曹洞宗は、本年度も信仰生活の実践を「同事行」と定めました。
『修証義』に、「海の水を辞せざるは同事なり、このゆえに、よく水あつまりて海となるなり」との教えがあります。海はいかなる水もこばみません。こばまぬことが同事であり、同事なるがゆえに大海となるのです。
「同事」は、苦しさや悲しさを共感し合える「同苦・同悲」の心、理解と協調の世界を指し示しております。
人は皆、幸せを望みながら、民族や宗教、様々な立場の違いによって悲しい争いを続けています。しかし、こばみ合い争い合う憎しみの連鎖は、決して幸せをもたらしません。関わり合いの上に成り立っている世界は、理解し協調し合うことでしか一つになれないのです。
世は正に混迷の時代です。
宗門の信仰に生きる私たちは、人と人、国と国、人と自然との関わりを、この「同事」の実践に見出そうではありませんか。

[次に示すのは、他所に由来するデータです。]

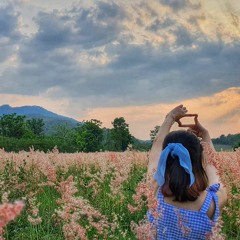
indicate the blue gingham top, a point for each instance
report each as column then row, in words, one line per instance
column 178, row 223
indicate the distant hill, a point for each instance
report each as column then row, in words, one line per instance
column 50, row 119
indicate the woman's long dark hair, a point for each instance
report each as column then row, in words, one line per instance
column 177, row 180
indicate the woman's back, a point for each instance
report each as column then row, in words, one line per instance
column 181, row 223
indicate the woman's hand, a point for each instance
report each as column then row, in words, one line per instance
column 177, row 113
column 197, row 128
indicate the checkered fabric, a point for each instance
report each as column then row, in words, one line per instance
column 178, row 223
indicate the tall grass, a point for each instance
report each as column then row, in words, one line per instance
column 90, row 196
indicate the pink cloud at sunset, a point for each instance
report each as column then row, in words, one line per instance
column 219, row 113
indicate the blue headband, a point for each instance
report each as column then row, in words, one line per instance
column 176, row 149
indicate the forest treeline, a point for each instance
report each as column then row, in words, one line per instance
column 19, row 133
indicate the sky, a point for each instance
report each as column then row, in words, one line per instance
column 135, row 59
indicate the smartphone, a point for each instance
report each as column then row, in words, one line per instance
column 187, row 120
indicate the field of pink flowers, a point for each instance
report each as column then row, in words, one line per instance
column 92, row 195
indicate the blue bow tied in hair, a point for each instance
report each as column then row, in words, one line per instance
column 176, row 149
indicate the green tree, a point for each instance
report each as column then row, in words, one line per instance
column 66, row 135
column 120, row 134
column 13, row 125
column 154, row 132
column 36, row 125
column 89, row 136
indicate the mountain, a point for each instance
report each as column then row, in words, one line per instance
column 50, row 119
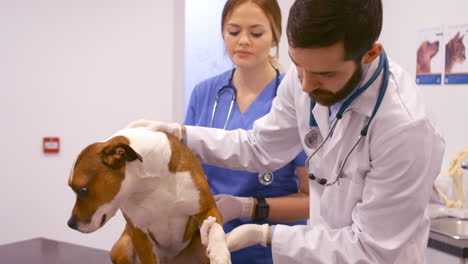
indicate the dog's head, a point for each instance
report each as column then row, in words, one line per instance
column 97, row 178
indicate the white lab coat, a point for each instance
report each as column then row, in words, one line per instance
column 377, row 213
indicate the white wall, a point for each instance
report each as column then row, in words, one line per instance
column 402, row 20
column 79, row 70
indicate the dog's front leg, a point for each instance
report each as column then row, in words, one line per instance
column 213, row 237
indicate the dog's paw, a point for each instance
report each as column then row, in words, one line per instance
column 216, row 248
column 205, row 230
column 219, row 254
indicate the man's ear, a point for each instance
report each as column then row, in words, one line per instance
column 115, row 155
column 373, row 53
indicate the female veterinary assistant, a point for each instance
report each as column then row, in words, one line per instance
column 235, row 182
column 235, row 99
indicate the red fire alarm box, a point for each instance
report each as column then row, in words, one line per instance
column 51, row 145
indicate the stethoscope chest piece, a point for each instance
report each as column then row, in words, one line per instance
column 265, row 178
column 313, row 138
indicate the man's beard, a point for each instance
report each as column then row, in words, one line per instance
column 327, row 98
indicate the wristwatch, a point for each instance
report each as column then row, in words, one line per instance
column 261, row 210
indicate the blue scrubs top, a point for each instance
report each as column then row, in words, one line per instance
column 233, row 182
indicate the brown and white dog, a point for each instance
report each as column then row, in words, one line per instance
column 161, row 189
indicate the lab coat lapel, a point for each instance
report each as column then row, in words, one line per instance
column 321, row 114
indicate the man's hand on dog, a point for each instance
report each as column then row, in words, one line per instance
column 233, row 207
column 170, row 128
column 241, row 237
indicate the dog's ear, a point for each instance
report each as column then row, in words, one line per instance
column 115, row 155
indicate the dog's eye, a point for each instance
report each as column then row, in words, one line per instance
column 82, row 191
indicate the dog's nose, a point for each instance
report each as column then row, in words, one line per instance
column 72, row 223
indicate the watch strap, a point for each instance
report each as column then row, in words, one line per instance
column 262, row 210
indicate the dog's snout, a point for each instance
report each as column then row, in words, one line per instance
column 72, row 223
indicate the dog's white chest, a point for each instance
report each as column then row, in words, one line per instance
column 166, row 210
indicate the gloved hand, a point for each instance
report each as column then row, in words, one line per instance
column 233, row 207
column 248, row 235
column 170, row 128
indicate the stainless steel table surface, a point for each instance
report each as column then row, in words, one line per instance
column 46, row 251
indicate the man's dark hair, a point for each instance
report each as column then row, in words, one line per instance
column 322, row 23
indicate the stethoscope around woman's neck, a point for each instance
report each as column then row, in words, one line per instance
column 383, row 66
column 224, row 89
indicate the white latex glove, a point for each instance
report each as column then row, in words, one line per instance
column 233, row 207
column 213, row 237
column 170, row 128
column 248, row 235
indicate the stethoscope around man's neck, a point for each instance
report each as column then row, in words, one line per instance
column 224, row 89
column 383, row 66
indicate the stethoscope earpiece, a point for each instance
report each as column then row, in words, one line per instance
column 233, row 97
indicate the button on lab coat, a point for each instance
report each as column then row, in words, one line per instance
column 377, row 212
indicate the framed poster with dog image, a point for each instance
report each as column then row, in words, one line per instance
column 456, row 65
column 429, row 57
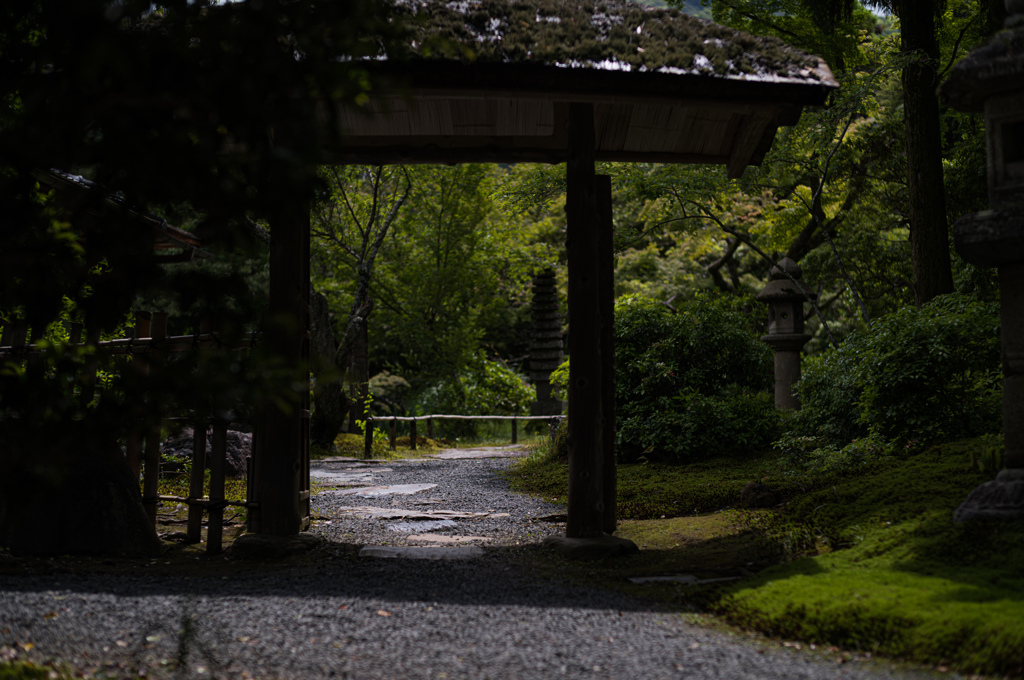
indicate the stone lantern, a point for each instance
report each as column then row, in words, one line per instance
column 785, row 298
column 546, row 344
column 991, row 80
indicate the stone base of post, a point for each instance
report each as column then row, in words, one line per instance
column 1000, row 499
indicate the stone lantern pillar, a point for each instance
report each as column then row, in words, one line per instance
column 546, row 345
column 785, row 328
column 990, row 79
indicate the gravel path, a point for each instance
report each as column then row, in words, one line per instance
column 338, row 615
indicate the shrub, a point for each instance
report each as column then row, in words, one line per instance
column 484, row 387
column 690, row 384
column 928, row 374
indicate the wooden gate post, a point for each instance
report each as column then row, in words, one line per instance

「同事」は、この世の全てが、授かった命を共に喜び合える、心おだやかなる世界、ひかり輝く大海を実現する仏の道であります。
殺すことなかれ 殺させることなかれ
差別することなかれ 差別をゆるすことなかれ
美しき地球と未来を 子どもたちに
この願楽(がんぎょう)の実践は、「人権・平和・環境」の諸問題を解決する確かな歩みであります。今日ただ今から一歩を進めてまいりましょう。